Twenty-five years ago, during a foray into the Ötztal Alps between Austria and Italy, two German hikers came across the remains of a less-fortunate peer. They assumed he died within recent times, but Ötzi, as the cadaver was nicknamed, turned out to be more than 5,000 years old. He was embedded in ice through the rise of human civilization. Since then, bodies that are hundreds of years old, or more, have turned up in northern British Columbia, Bolivia, and the Russian steppe. Melting ice has uncovered soldiers and airplane pilots who met their fates in more recent decades.

Climate change may be the best thing to happen to anthropologists in years. For the rest of us? Not so much.


This place is a mammoth dump


The annals of climate change are filled with items too small to affect the big picture, but memorable nonetheless: shrinking sheep, nicer spiders, and even increases in kidney stones. Then there’s mammoth dung.

Humanity isn’t the first mammal to roam the northern tundra, nor the biggest. But people may be the most discreet with our bodily functions. Not so the woolly mammoth: In pockets of permafrost are their digestive remains. Nine years ago, a widely circulated news report raised the specter of ancient dung-driven emissions. 

The research community hasn’t returned to the topic as a major risk factor. Yet.

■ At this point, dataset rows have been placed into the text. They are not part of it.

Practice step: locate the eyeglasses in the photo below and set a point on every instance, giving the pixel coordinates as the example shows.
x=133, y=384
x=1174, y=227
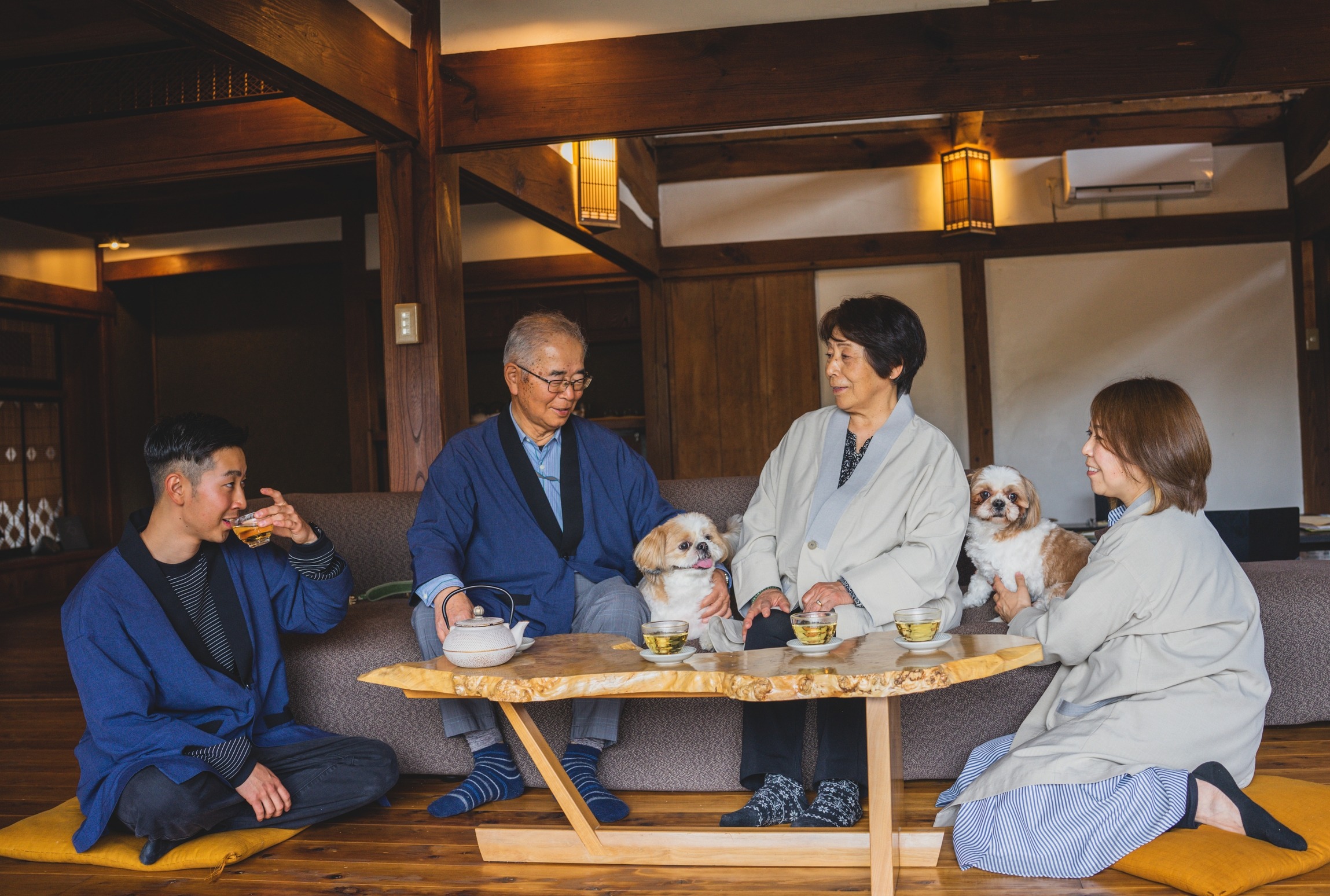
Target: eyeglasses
x=559, y=386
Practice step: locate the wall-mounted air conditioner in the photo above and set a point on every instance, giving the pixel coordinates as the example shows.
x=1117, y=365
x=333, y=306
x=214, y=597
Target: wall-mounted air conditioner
x=1137, y=172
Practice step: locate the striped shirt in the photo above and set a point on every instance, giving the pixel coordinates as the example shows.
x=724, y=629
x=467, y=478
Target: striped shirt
x=317, y=560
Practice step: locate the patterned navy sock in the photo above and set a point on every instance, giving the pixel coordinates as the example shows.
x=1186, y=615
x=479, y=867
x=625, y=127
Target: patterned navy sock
x=495, y=777
x=581, y=762
x=778, y=800
x=837, y=806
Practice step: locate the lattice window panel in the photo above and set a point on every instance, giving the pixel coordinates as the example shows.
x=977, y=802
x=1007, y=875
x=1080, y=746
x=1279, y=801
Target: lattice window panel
x=31, y=473
x=120, y=86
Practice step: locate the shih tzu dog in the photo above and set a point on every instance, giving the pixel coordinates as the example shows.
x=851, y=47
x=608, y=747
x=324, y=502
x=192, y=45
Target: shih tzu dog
x=1007, y=536
x=677, y=559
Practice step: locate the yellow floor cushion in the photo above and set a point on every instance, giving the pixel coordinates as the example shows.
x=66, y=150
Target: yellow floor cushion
x=48, y=836
x=1210, y=862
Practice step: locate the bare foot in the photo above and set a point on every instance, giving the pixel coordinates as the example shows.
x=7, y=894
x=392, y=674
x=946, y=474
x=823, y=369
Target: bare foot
x=1217, y=810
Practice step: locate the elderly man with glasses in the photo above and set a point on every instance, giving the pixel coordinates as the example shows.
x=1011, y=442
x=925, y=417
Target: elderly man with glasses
x=548, y=507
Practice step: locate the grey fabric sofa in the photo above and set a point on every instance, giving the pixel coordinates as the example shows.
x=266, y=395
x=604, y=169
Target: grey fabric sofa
x=693, y=745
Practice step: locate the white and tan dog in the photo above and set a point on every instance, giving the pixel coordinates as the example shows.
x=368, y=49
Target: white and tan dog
x=677, y=559
x=1006, y=536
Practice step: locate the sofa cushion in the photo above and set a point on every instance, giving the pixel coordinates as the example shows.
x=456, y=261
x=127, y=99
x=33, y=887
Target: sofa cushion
x=938, y=728
x=368, y=528
x=1296, y=616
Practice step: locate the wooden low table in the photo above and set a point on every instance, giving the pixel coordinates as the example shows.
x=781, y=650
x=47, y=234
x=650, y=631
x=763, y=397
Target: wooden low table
x=564, y=666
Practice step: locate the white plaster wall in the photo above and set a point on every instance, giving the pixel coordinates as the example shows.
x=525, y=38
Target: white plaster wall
x=934, y=293
x=282, y=233
x=490, y=232
x=788, y=207
x=1217, y=320
x=494, y=24
x=891, y=200
x=47, y=256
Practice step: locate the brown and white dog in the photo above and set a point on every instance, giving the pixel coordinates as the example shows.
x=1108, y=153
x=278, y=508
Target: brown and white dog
x=1006, y=536
x=677, y=559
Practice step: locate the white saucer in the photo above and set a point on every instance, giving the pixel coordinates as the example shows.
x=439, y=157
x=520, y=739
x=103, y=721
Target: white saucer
x=814, y=649
x=668, y=659
x=923, y=647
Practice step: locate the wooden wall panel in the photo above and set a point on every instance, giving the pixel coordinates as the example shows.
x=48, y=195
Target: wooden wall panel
x=1311, y=309
x=979, y=399
x=695, y=418
x=743, y=366
x=787, y=311
x=655, y=328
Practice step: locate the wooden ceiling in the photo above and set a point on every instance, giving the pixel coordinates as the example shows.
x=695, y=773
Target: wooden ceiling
x=72, y=28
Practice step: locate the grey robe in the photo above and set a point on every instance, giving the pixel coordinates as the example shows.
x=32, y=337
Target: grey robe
x=895, y=541
x=1163, y=662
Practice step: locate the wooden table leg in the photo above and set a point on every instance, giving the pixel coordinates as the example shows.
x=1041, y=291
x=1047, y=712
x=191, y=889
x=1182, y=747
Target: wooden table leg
x=882, y=847
x=556, y=780
x=886, y=793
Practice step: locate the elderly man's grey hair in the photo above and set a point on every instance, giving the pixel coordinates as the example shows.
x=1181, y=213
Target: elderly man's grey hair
x=535, y=332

Bacteria have plenty of reheated planet to eat


Thawing, century-old deer that spew anthrax sound like the beginning of a Hollywood zombie thriller. But a bigger, less-exciting horror film is also playing out as permafrost becomes sometimes-frost.

Scientists in 2014 discovered what may turn out to be a true workhorse of the warming world: bacteria that eat through thawing soil. These organisms, including Methanoflorens stordalenmirensis, gobble up nutrients and metabolize them into methane, a heat-trapping gas. Some of it breaks down into carbon dioxide, which while much less damaging to the atmosphere (molecule-per-molecule), sticks around for much, much longer.

A methane-burping bacterial colony here or there never hurt anybody. But widespread Arctic melting may serve these microbes a feast of geologic proportions. And that means potentially dangerous amounts of methane pouring into an already toasty atmosphere. Permafrost stores about double the carbon that the atmosphere does. The better the bacteria do, the more carbon joins the sky, the warmer earth becomes. Repeat

Last year, researchers based mostly in the U.S. recommended stronger monitoring of methane and CO2 emissions from the Arctic. But there’s some good news: They say “increased permafrost carbon emissions in a warming climate are more likely to be gradual and sustained rather than abrupt and massive,” which may be the ultimate example of cold comfort

Walking a methane minefield

An aerial view of a crater on the Yamal Peninsula in northern Siberia.

Before the anthrax scare, Siberia's Yamal Peninsula attracted scientific and media attention because pockets of methane gas began spontaneously erupting, leaving craters a couple of hundred feet across and just as deep. Russian scientists think the craters are caused by underground gas leaking up toward the surface through fissures. With warming temperatures, the methane expands until it blows its top.


Craters formed in the last few years have begun to fill with water on their way to becoming the first new lakes of the Human Epoch.